UMA PÁGINA NEGRA DA HISTÓRIA DO EGIPTO


A invasão dos Hicsos[1], ou reis pastores, de origem semita e procedentes da Síria[2], veio abalar durante dois séculos a estrutura político-religiosa do delta do Nilo até Mênfis, tendo mesmo facilitado indirectamente a súbita entrada dos judeus no Egipto[3]. Tebas, ao sul, resistiu heroicamente, até que acabou por capitular sob Khian, o mais poderoso dos reis hicsos. Contudo, a heróica Tebas conseguiu repelir o jugo hicso, estabelecendo um Principado independente que deu origem à XVII dinastia, recomeçando, a partir de então, a reconquista do Egipto, sob a protecção solene de Amon, deus tutelar da mística Tebah que, mais uma vez, soube defender o território contra a mediocridade e a ignorância. Os hicsos vencidos refugiaram-se no sul da Palestina.
Durante a ocupação semita – uma das épocas mais negras da história egípcia – tanto os costumes como a religião foram corrompidos. Os sacerdotes viram-se obrigados a sujeitar-se perante a idolatria e o culto do boi Ápis introduzido pelos invasores. Mas tudo isso exteriormente porque, interiormente, os iniciados egípcios acharam necessário proteger “a verdade esotérica, recobrindo-a com um triplo véu. À difusão do culto popular de Ísis e Osíris corresponde a organização interna e sábia dos pequenos e grandes Mistérios. Estes últimos foram rodeados de barreiras quase intransponíveis, de perigos tremendos. Criaram-se as provas morais, foi-lhes exigido o juramento do silêncio, e a pena de morte foi rigorosamente aplicada contra os iniciados que divulgavam o mais pequeno detalhe dos Mistérios. Graças a esta organização secreta, a iniciação egípcia chegou a ser não só o refúgio da doutrina esotérica, como também o crisol de uma ressurreição nacional e escola das religiões futuras. Enquanto os usurpadores coroados reinavam em Mênfis, Tebas preparava-se lentamente para a regeneração do país. Do seu templo, da sua arca solar, saiu o Salvador do Egipto, Amósis, que expulsou os Hicsos do país, restaurando a ciência egípcia e a religião.”[4]

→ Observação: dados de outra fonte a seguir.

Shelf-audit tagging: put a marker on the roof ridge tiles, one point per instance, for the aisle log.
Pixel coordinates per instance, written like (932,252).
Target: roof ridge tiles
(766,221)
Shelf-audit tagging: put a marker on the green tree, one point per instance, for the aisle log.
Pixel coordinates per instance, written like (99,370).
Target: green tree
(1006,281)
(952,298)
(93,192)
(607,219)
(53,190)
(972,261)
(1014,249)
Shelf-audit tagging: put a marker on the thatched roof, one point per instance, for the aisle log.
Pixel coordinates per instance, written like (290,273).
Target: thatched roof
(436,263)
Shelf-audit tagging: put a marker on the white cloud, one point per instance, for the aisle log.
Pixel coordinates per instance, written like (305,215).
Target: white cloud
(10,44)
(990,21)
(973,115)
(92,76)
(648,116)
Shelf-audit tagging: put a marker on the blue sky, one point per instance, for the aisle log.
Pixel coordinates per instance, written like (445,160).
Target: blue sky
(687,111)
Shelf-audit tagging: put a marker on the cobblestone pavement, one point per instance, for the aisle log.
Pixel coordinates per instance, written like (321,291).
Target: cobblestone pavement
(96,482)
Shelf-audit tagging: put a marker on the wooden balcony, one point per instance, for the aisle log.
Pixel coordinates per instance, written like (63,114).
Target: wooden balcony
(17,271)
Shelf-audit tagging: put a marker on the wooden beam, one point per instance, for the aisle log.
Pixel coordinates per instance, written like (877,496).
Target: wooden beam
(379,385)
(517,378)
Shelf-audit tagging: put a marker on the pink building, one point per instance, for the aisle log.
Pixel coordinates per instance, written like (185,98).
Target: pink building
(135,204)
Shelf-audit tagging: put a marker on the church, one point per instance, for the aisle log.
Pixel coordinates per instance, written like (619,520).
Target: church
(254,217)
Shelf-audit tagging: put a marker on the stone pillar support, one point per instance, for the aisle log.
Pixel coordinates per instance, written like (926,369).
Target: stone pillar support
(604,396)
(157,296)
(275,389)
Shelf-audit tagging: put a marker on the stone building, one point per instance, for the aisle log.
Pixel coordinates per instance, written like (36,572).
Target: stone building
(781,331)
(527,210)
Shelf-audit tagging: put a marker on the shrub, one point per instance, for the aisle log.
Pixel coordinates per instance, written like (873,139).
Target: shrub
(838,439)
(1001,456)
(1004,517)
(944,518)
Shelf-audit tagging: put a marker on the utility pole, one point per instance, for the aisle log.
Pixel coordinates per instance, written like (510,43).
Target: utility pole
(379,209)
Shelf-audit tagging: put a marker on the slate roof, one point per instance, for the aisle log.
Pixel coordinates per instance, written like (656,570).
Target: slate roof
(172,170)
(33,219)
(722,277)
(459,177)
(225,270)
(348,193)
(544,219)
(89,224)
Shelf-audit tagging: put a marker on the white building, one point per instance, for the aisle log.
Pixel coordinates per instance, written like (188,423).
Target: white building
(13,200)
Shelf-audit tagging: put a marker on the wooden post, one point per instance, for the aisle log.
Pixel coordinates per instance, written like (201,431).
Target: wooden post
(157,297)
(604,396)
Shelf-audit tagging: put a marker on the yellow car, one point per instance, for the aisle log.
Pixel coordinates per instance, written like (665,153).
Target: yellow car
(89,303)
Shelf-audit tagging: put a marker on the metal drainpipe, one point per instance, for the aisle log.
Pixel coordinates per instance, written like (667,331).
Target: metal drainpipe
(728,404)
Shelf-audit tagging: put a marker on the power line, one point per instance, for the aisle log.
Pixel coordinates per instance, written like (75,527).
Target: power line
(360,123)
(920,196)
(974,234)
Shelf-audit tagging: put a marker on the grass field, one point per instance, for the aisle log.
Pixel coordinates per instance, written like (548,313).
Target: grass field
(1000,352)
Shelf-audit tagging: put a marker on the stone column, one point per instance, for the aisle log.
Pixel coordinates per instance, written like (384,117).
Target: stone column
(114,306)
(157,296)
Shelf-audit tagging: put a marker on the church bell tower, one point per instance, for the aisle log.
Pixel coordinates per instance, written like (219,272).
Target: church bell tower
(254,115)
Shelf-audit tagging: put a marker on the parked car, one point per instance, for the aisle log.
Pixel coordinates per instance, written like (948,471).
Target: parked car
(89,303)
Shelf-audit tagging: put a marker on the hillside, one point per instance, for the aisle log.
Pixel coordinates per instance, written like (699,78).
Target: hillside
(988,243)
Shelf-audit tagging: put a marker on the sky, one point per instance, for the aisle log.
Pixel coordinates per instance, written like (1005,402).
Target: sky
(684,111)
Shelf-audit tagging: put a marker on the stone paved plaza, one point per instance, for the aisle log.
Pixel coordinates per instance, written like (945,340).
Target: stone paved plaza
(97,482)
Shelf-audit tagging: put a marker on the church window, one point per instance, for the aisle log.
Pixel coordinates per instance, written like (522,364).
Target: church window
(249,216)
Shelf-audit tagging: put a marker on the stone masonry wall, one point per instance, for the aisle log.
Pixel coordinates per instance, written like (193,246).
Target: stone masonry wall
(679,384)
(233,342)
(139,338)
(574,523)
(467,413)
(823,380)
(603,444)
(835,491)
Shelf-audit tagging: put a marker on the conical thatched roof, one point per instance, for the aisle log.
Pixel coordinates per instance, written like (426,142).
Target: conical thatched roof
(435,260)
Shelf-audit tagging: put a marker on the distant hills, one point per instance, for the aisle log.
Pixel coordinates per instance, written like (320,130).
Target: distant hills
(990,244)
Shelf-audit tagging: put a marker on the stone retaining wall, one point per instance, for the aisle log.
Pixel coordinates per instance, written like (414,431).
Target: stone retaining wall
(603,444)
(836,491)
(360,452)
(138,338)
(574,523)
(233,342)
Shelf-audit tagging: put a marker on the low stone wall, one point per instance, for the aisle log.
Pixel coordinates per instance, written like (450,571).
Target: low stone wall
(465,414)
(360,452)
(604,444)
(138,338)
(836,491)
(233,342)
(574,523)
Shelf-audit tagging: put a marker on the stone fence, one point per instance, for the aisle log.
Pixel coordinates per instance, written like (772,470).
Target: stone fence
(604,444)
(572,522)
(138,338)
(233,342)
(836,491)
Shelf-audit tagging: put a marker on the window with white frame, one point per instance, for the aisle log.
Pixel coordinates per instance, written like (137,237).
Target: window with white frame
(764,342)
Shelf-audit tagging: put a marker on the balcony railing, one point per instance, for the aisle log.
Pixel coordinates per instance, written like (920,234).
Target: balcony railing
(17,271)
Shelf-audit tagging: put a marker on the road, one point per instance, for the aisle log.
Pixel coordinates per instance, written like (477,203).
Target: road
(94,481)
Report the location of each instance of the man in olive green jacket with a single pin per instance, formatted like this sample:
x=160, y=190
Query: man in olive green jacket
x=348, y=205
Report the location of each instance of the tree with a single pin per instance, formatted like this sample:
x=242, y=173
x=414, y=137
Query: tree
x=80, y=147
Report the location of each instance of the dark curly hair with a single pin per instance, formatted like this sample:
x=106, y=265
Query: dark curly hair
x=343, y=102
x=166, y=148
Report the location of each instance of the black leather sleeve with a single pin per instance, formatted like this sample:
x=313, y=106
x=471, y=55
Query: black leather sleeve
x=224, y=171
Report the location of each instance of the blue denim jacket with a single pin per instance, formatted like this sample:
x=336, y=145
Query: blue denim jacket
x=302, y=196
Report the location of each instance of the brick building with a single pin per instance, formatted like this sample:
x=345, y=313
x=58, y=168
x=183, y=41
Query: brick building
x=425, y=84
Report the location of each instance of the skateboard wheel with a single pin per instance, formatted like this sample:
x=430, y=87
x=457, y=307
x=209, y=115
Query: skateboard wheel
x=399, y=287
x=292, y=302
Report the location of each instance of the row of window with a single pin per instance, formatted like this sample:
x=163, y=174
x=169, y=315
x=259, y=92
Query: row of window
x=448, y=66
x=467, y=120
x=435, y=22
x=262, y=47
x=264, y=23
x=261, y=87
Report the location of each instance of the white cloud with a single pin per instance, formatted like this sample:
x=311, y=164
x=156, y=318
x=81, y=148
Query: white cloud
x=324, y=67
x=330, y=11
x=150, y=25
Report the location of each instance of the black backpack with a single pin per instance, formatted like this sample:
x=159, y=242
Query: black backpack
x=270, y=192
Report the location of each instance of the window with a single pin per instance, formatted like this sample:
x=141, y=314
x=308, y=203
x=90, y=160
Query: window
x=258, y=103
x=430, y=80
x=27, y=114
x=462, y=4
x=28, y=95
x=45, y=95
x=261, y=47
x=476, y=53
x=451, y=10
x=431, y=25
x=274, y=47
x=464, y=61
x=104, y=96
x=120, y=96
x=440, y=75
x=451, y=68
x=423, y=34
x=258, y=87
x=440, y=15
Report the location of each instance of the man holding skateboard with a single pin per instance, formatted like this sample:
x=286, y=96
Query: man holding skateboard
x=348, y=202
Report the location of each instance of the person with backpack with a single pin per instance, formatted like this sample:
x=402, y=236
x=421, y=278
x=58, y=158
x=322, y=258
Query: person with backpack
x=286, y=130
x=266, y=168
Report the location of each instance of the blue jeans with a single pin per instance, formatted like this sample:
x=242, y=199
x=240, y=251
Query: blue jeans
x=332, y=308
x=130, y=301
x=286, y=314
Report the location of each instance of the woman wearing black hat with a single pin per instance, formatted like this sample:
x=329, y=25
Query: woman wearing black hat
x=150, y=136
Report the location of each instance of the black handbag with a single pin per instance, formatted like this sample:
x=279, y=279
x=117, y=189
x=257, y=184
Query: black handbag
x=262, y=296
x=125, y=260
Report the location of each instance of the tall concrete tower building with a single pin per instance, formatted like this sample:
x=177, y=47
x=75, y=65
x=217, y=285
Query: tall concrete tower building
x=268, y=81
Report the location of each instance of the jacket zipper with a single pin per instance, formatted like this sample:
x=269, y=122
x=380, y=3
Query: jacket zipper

In “Profecias”, Eduardo Amarante




[1] O termo grego Hicsos deriva do egípcio Hik-khoswet que significa “governantes de países estrangeiros”.
[2] Estes reis pastores das XV e XVI dinastias são os sucessores dos invasores atlantes citados por Platão no Crítias e no Timeu.
[3] Este facto ocorreu nos tempos do José bíblico, patriarca hebraico, filho de Jacob e de Raquel, que fora vendido pelos seus próprios irmãos a uns mercadores e que mais tarde, por ter interpretado um sonho do faraó, foi por este nomeado governador supremo do Egipto e casou com a princesa Aseneth.
[4] Édouard Schuré, Les Grands Initiés, Paris, 1983.